Nearest Railway Stations 

 Jeypore – 40 km                                                
 Koraput – 66 km                                                            
 Kesinga 170 km

Nearest Airports 

 From Bhubaneswar – 580 km                            
 From Visakhapatnam – 280 km                                     
 From Raipur – 320 km
 From Jagdalpur - 90 km
 From Jeypore - 44 km

Religious Tourism 

 Maa Bhandar Gharani Mandir                                           
 Shri Jagannath Mandir                                
 Baba Akhandalamani Mandir
 Shiva Mandir                                                                     
 Sri Balaji Temple                                         
 Sri Satya Narayan Mandir
 Shridi Sai Baba Mandir                                                     
 Hanuman Mandir                                         
 Nabarangpur Satsang Vihar.
 Shri Adinath Digambar jain Temple                                  
 Shri Ram Mandir

Wildlife Tourism 

 The Deer Park of Nabarangpur District also attracts a large crowd.

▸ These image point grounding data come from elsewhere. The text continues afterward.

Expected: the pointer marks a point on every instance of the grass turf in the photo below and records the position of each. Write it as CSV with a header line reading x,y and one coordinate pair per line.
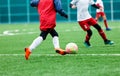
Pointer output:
x,y
15,37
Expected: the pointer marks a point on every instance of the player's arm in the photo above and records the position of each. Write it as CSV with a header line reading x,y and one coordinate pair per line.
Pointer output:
x,y
58,8
34,3
97,6
73,4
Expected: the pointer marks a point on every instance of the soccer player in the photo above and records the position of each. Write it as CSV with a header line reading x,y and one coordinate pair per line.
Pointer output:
x,y
47,10
101,13
85,20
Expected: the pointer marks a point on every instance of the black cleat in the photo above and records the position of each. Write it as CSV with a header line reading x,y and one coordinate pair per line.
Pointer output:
x,y
87,44
108,42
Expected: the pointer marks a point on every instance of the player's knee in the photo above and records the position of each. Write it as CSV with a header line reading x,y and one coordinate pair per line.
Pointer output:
x,y
89,32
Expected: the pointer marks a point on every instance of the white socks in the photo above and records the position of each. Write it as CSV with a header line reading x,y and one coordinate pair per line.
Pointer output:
x,y
39,40
35,43
56,42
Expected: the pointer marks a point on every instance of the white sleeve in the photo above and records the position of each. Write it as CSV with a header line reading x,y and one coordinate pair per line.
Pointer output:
x,y
92,2
74,2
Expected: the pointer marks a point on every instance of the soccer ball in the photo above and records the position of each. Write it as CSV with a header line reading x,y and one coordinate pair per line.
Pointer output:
x,y
71,48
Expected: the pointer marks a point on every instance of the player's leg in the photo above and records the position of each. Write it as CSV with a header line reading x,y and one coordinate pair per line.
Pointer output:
x,y
105,22
97,16
86,27
56,44
35,43
87,38
103,35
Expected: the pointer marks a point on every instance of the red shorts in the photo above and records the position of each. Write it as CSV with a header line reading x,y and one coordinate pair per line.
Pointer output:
x,y
85,25
99,14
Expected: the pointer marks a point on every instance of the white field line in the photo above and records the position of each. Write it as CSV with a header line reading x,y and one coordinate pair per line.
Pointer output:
x,y
61,55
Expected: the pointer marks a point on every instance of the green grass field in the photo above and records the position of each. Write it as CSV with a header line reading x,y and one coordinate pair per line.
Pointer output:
x,y
99,60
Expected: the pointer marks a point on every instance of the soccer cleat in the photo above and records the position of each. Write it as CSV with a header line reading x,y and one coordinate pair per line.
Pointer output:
x,y
87,44
108,29
108,42
60,51
27,53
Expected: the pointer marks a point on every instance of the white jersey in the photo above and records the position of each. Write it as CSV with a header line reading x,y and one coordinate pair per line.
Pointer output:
x,y
82,9
100,2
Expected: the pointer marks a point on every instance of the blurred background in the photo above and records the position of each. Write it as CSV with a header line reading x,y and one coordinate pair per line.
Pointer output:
x,y
17,11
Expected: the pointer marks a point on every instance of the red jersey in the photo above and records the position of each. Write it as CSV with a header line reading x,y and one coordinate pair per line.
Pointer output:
x,y
47,14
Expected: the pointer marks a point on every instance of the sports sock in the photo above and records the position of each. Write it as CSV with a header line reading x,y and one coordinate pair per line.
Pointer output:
x,y
87,38
102,34
56,42
105,23
35,43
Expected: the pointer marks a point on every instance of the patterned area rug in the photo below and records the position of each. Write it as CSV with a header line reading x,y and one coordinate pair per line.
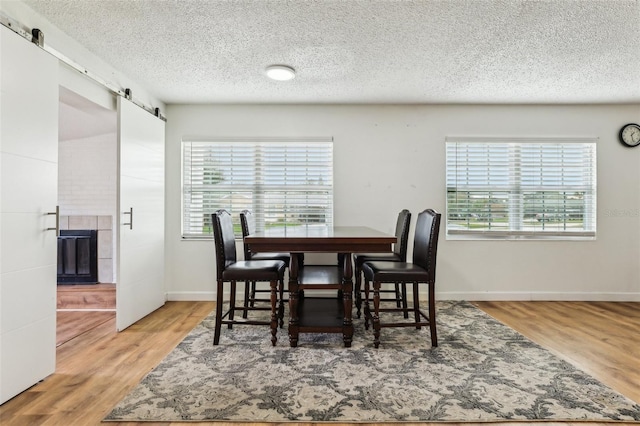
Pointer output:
x,y
481,371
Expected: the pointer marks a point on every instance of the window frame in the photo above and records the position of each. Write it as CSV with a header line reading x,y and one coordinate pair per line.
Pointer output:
x,y
516,227
254,184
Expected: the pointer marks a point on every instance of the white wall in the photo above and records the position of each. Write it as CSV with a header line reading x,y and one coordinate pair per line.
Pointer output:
x,y
70,48
87,175
391,157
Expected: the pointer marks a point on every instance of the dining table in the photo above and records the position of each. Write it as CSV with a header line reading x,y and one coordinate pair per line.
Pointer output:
x,y
320,314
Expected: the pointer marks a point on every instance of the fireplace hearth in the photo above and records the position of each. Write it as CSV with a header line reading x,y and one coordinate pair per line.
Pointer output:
x,y
78,257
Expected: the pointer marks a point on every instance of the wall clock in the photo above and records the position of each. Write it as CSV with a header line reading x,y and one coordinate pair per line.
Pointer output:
x,y
630,135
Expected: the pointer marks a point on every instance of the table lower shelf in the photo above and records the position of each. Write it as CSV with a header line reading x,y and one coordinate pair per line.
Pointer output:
x,y
320,315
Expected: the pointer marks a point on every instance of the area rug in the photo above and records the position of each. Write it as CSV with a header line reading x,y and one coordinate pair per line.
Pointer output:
x,y
482,371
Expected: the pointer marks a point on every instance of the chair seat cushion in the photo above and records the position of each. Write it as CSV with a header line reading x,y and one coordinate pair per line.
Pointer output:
x,y
271,256
254,270
394,272
360,258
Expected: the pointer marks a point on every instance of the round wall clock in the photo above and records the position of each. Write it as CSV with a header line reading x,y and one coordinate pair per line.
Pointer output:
x,y
630,135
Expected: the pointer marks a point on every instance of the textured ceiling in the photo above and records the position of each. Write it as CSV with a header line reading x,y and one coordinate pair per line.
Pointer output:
x,y
368,51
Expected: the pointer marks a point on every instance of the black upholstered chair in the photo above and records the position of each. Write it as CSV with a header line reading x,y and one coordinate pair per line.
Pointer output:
x,y
399,254
247,223
229,269
421,271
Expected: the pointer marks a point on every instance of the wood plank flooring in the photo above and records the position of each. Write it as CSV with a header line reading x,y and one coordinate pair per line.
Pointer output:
x,y
86,296
95,370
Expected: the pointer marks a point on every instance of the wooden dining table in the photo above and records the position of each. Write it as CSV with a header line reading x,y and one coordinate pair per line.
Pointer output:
x,y
320,314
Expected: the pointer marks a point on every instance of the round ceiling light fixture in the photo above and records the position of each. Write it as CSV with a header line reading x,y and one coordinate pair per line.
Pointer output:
x,y
280,72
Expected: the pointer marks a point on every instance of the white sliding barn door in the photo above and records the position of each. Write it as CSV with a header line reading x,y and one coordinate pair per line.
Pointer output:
x,y
28,192
140,258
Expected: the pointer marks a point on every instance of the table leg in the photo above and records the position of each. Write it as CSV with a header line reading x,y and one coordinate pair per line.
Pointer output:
x,y
347,297
274,312
294,322
376,314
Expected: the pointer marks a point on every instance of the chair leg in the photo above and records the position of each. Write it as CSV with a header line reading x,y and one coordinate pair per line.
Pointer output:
x,y
232,304
247,289
376,314
416,305
432,315
219,295
367,308
281,303
252,298
405,309
358,290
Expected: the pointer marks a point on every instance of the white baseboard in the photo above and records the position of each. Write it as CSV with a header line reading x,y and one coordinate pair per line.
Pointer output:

Watching Natures bounties from the watchtower in this park is a unique experience. One can reach hiring Taxis and auto-rickshaws to Deer Park that is 10 km from Nabarangpur towards Papadahandi.

Environmental tourism 

 Panchavati Bana and Shree Bana Forest Park attracts tourists and the residents of Nabarangpur for eco-tourism.

Sightseeing tourism 

 Hirli Dongri is situated at Gandhinagar of Nabarangpur town, where an ancient statue of Lord Balaji was found and being worshiped. Near to the Hirli Dongri Kusumjhar reserve is situated. District Administration has constructed watchtowers, Park at the hilltop, to facilitate the same. One can easily reach Hirli Dongri by auto-rickshaws available from Nabarangpur.
 Indravati River in the old highway attracts tourists because of the British Made Bridge and its surroundings.
 Indravati Dam, Khatiguda 45 km from Nabarangpur also attracts tourists throughout the year.

Historical tourism 

 The Sahid Smruti Stambha is situated at the bank of the river Tuni near Papadahandi. During the Quit India Movement on August 24, 1942, 19 freedom fighters died while fighting with British soldiers during the march towards Dabugam under the leadership of Madhab Pradhani. To keep it in memory of them Sahid Stamba was constructed and every year on 24 August Sahid Divas is observed. The spot still commemorates the freedom-loving people of the bygone era. Sahid Smrutistamba is 12 km away from Nabarangpur. One can hire taxi from Nabarangpur to reach Sahid Smruti Stamba.

Adventure tourism 

 Chandan Dhara is a natural waterfall situated in Jhorigam Block 90 km away from Nabarangpur. The place is also remarkable for a natural Shiva Lingam. Chandan Dhara is about 100 km from Nabarangpur towards Umerkote via Jharigaon. Taxi or auto rickshaws are to be hired from Nabarangpur to go to Chandan Dhara.

Lodge and Hotels 

1.Hotel Prakash MTPL Road Nabarangpur.
2.Hotel Manisha Main Road, Nabarangpur.
3.Hotel Hilltop Near Ichabatiguda Junction & MTPL Nabarangpur

Food and Cuisines 
Nabarangpur is known for its Odia cuisines and also for south Indian cuisines. There is a Gujarati and Rajasthani influence on food because of the numerous southern Indian, Gujarati and Rajasthani populations in the city. Many multi-cuisine restaurants have been opened in recent years, and many street food vendors operate in the city.The Famous Restaurant is Prakash Family Restaurant by Pooja Food

Politics 
Nabarangpur is often referred to as the land of Late Sadhashiv Tripathy the erstwhile chief minister of Odisha and a freedom fighter. He was elected to the Odisha Legislative Assembly for four consecutive terms first in 1951 then in 1957, 1961, and 1967. He served as the revenue minister of Odisha for a long time. He served as the Chief Minister of Odisha between 1965 February 21 to 1967 March 8.Habibulla Khan of INC was elected as the MLA from Nabarangpur Assembly Constituency in 1977, 1980, 1985, 1990, 1995, 2000 and 2004. He represented INC(I) in the 1980 elections. The current MLA is Sadasiva Pradhani of (BJD) who was elected in 2019.
Jagannath Tripathy, a freedom fighter was also the MLA of Nabarangpur.